Monday, March 29, 2010

Box 21 - Roslund and Hellstrom

Box 21 is about two Lithuanian girls who have been tricked into becoming prostitutes in Stockholm. Eventually, Lydia and Alena draw up a plan to strike back at their captors, and this is the basis for the plot of the book.

I checked this book out because it was recommended for fans of The Girl with the Dragon Tattoo. While I see the connection between the two, I didn't enjoy Box 21 nearly as much as the other. According to the inside flap, "Box 21 is a Scandinavian thriller of the highest order: a mind-blowing psychological drama written with powerful intensity." While it was indeed an intense book, it was so intense that I got tired--by the time I was halfway through the book, I was ready to quit. I couldn't relate to the characters at all, and I simply did not care about what happend to anyone. I would not recommend Box 21, but maybe it's just me--professional reviewers seem to love it. At any rate, I definitely won't be reading any other books by Roslund and Hellstrom.  

Wednesday, March 24, 2010

The Girl with the Dragon Tattoo - Stieg Larsson

I don't remember where I first heard of The Girl with the Dragon Tattoo. Several people have recommended it to me, but I only recently realized that my local library has it. Of course, I promptly checked it out.

The Girl with the Dragon Tattoo is a mystery book about Mikael Blomkvist, a journalist who has just been convicted of libel; an old man, Henrik Vanger, who wants Blomkvist to investigate the disappearance of his young niece many years ago; and Lisbeth Salander, a young, asocial hacker who helps Mikael solve the mystery. I thought this book dragged on a bit at the beginning--the exposition lasted quite a while, and I wasn't entirely sure where the book was going sometimes (this is not necessarily good or bad in my opinion, but it was something I observed). I also found that since none of the characters were connected at first and because I knew they were going to be connected later, I kept wondering who the heck all these people were and how they had anything to do with each other rather than being completely absorbed in the book.

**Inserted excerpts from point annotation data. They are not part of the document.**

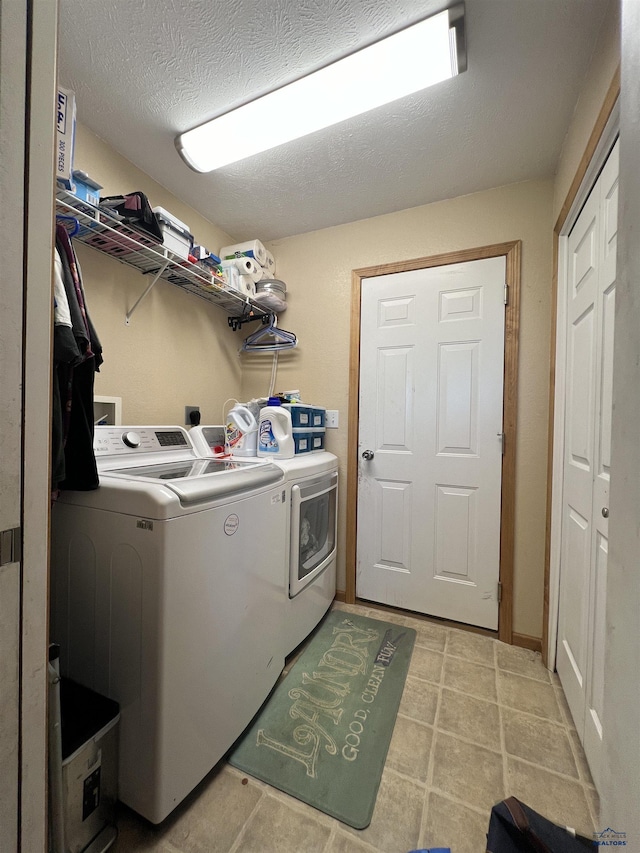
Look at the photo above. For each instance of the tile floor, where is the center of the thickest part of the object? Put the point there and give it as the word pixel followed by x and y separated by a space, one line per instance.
pixel 478 721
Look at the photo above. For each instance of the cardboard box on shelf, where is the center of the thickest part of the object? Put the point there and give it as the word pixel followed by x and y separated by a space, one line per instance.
pixel 65 138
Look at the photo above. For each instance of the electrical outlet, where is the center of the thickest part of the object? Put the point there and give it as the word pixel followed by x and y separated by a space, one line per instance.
pixel 331 419
pixel 188 419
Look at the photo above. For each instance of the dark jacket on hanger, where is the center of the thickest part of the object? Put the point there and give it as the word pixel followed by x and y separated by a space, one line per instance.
pixel 76 360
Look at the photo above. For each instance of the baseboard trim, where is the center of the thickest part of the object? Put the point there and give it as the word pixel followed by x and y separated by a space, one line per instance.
pixel 527 642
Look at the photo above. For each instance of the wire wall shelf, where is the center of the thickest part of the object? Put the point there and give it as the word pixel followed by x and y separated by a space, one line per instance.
pixel 101 230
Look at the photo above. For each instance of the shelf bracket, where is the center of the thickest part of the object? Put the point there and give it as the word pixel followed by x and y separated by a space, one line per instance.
pixel 237 322
pixel 129 314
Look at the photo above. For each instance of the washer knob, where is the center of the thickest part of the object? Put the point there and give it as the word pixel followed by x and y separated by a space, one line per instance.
pixel 131 439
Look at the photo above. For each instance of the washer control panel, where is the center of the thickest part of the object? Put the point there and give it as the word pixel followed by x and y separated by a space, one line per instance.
pixel 110 440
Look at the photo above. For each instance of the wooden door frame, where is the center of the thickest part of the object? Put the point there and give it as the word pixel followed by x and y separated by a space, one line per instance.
pixel 584 172
pixel 511 252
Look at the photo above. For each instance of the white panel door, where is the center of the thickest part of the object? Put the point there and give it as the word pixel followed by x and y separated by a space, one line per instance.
pixel 431 400
pixel 584 540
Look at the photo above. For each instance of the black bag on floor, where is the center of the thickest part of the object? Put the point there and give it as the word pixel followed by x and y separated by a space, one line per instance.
pixel 515 828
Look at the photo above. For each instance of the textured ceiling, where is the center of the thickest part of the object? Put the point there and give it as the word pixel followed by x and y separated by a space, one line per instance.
pixel 144 71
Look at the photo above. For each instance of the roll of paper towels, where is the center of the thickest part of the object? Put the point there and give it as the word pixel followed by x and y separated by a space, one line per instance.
pixel 245 266
pixel 249 249
pixel 246 285
pixel 250 267
pixel 231 275
pixel 271 301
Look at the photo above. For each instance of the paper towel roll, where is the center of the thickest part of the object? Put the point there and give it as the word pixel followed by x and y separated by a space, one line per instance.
pixel 271 301
pixel 250 267
pixel 269 263
pixel 246 285
pixel 231 274
pixel 249 249
pixel 245 266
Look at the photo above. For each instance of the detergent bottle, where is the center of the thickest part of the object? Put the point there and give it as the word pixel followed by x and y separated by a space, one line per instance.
pixel 241 431
pixel 275 436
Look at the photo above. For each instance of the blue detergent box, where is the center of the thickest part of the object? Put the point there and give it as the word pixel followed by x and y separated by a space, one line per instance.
pixel 302 440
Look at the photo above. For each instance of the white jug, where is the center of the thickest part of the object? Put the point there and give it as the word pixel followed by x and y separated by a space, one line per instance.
pixel 241 432
pixel 275 436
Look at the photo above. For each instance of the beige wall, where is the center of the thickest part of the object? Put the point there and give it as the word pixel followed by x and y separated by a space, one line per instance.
pixel 317 269
pixel 178 350
pixel 603 66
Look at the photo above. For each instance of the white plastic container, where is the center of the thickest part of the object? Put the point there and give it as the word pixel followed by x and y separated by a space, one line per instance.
pixel 275 436
pixel 241 436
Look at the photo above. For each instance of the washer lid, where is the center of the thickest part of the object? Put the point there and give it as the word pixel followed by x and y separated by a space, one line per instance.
pixel 195 481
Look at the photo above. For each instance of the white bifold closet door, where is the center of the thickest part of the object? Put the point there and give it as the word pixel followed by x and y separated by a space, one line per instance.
pixel 587 442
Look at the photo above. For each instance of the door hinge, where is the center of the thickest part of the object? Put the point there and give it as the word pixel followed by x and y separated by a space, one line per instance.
pixel 10 546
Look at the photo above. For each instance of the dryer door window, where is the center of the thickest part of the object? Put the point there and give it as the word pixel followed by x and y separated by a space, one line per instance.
pixel 313 530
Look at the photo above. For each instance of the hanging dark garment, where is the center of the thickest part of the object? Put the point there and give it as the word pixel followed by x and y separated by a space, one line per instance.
pixel 77 357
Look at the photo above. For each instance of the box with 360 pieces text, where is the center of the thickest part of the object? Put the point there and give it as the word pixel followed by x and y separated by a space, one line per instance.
pixel 65 136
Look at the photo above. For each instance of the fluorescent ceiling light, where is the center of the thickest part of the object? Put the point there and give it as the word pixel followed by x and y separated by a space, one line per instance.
pixel 419 56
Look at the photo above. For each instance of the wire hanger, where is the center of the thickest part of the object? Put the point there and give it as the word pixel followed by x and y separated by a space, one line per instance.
pixel 76 224
pixel 269 339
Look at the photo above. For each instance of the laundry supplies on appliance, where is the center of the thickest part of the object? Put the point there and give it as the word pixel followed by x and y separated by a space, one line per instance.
pixel 241 436
pixel 275 437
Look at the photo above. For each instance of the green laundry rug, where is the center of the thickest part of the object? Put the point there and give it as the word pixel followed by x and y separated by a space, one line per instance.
pixel 323 734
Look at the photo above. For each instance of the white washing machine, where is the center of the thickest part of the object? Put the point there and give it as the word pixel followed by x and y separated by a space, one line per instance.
pixel 309 570
pixel 167 597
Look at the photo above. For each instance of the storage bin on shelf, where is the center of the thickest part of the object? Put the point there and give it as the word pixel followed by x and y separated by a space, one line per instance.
pixel 176 235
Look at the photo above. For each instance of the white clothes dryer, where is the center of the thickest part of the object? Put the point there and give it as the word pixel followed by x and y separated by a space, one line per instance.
pixel 311 485
pixel 309 568
pixel 167 597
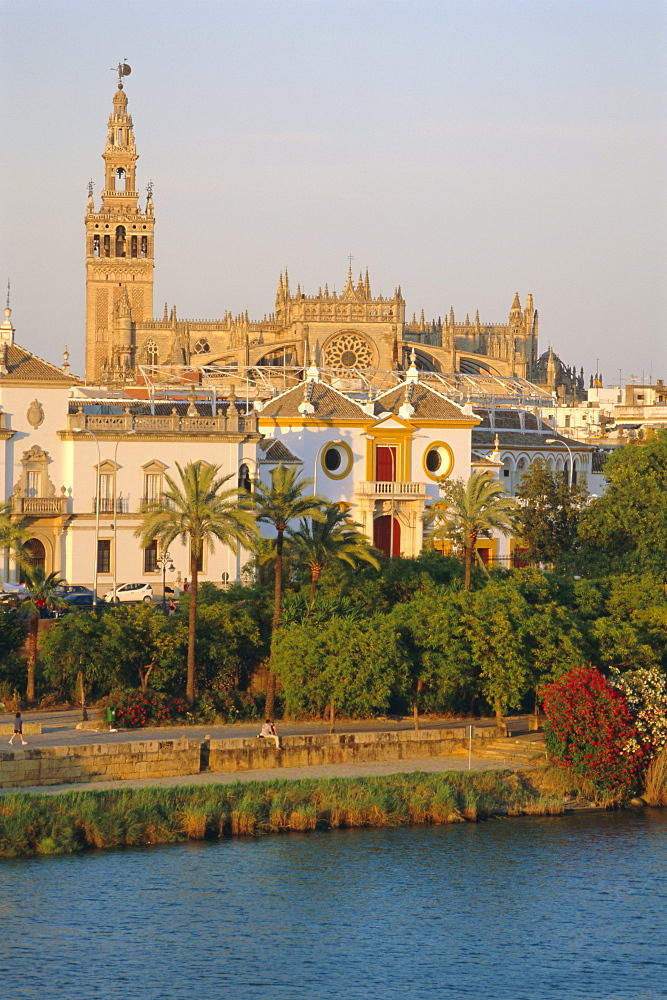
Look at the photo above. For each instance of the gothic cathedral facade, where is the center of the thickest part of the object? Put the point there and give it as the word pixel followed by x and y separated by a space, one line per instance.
pixel 344 332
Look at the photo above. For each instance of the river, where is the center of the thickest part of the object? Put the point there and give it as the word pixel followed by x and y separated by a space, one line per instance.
pixel 527 909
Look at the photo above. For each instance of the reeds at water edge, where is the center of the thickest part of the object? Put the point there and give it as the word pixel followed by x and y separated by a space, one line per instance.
pixel 76 821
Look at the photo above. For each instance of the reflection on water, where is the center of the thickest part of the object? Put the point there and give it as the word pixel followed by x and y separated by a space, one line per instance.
pixel 528 909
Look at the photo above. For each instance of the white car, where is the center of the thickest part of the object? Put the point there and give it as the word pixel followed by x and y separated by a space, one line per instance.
pixel 130 592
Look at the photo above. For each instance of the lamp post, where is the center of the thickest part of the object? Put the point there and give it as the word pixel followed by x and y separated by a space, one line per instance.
pixel 115 512
pixel 84 430
pixel 164 562
pixel 565 445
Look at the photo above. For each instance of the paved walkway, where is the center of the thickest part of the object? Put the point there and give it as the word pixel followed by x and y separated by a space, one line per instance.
pixel 431 765
pixel 59 728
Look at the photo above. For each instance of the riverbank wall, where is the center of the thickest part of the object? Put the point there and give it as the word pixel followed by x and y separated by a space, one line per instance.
pixel 32 767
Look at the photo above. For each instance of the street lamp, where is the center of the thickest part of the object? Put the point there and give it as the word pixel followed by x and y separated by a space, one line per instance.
pixel 164 562
pixel 565 445
pixel 115 512
pixel 84 430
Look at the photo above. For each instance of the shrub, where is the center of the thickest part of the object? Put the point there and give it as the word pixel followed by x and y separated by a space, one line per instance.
pixel 590 729
pixel 135 709
pixel 645 690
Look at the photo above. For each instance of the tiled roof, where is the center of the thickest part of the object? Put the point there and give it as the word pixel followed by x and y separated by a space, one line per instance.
pixel 484 439
pixel 275 451
pixel 22 366
pixel 327 403
pixel 428 404
pixel 477 459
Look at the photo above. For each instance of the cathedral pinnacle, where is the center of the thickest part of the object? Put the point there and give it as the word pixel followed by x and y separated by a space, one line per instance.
pixel 123 70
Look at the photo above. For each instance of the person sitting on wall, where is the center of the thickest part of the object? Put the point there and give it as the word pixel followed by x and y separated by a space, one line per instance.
pixel 269 732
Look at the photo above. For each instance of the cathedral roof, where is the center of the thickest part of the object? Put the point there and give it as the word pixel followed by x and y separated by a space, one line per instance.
pixel 21 366
pixel 426 402
pixel 313 399
pixel 275 451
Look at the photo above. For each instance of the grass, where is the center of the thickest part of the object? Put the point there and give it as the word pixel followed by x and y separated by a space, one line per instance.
pixel 655 791
pixel 33 825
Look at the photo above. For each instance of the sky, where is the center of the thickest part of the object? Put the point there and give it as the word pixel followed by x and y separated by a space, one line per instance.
pixel 462 149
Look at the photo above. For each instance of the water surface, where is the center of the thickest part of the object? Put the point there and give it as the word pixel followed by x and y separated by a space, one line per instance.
pixel 526 909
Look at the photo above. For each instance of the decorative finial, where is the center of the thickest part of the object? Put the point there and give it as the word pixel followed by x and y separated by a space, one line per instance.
pixel 123 70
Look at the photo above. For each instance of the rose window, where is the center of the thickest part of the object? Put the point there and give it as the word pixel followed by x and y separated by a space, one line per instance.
pixel 348 350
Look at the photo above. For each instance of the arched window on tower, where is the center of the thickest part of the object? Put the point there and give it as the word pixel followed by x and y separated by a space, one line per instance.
pixel 120 241
pixel 151 352
pixel 245 482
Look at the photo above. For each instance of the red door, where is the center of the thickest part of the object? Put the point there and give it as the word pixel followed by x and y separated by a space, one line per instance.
pixel 384 538
pixel 385 463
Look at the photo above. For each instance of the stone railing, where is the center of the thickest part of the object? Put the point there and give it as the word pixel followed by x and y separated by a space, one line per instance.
pixel 173 423
pixel 397 491
pixel 22 768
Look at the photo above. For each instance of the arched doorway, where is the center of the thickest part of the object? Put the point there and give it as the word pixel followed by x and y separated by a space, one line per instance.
pixel 36 554
pixel 387 535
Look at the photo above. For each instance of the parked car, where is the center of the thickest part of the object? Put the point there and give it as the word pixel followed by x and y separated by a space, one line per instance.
pixel 130 592
pixel 75 602
pixel 75 588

However, once the characters started coming together and it became clear what the main plot was going to be, the rest of the 480 pages zipped right by. The story was captivating, breathtaking, suspenseful, and horrifying, and Blomkvist's discovery (which I will NOT reveal, thank you) was quite unexpected. The ending was quite cathartic, and I will most definitely go on to read the rest of the millenium trilogy. Unfortunately, I am still waiting for the second book to come in (I have it on hold), and my library does not have the third--I feel another interlibrary loan coming on!

Thursday, March 18, 2010

Ten Second Staircase - Christopher Fowler

You know, if someone asked me, "Hey, would you like to read a book about two cranky old men who run a crime unit in London?" I would probably answer, "Uh, not really...but I'll try it?" Fortunately, I didn't read the inside flap of this book before I checked it out from the library. Aside from being a mystery novel set in London, the bare details of the book didn't appeal to me that much. Again, glad I didn't read the flap--I will definitely be going back for more.

So, the first thing you need to know about this book is that the two main characters run the Peculiar Crimes Unit. Yes, really. I love it. And I can't speak for the other cases they've solved, but this book was indeed peculiar. The crime begins when a highwayman on a horse wearing a tricorn hat (the man, not the horse (unfortunately); sorry for the poor sentence structure) dumps a woman into her own art exhibit featuring fetuses in a large aquarium tank. She then drowns in her own art...literally. Peculiar, no? The highwayman reappears, each time attacking a different fairly-well-known celebrity. Of course, none of them seem to be connected, and the job falls to the PCU, run by two cranky (and hilarious) old men named Bryant and May.

Look, people, the book is hilarious. Also somewhat strange, but in a completely good way. So go read it, and I'll go to bed. Good night!

P.S. Also, thankyouthankyouthankyou to my first commenter, Jessica, and to my two new followers, the aforementioned Jessica and chrisw170200. My sad little ego is being stroked right now.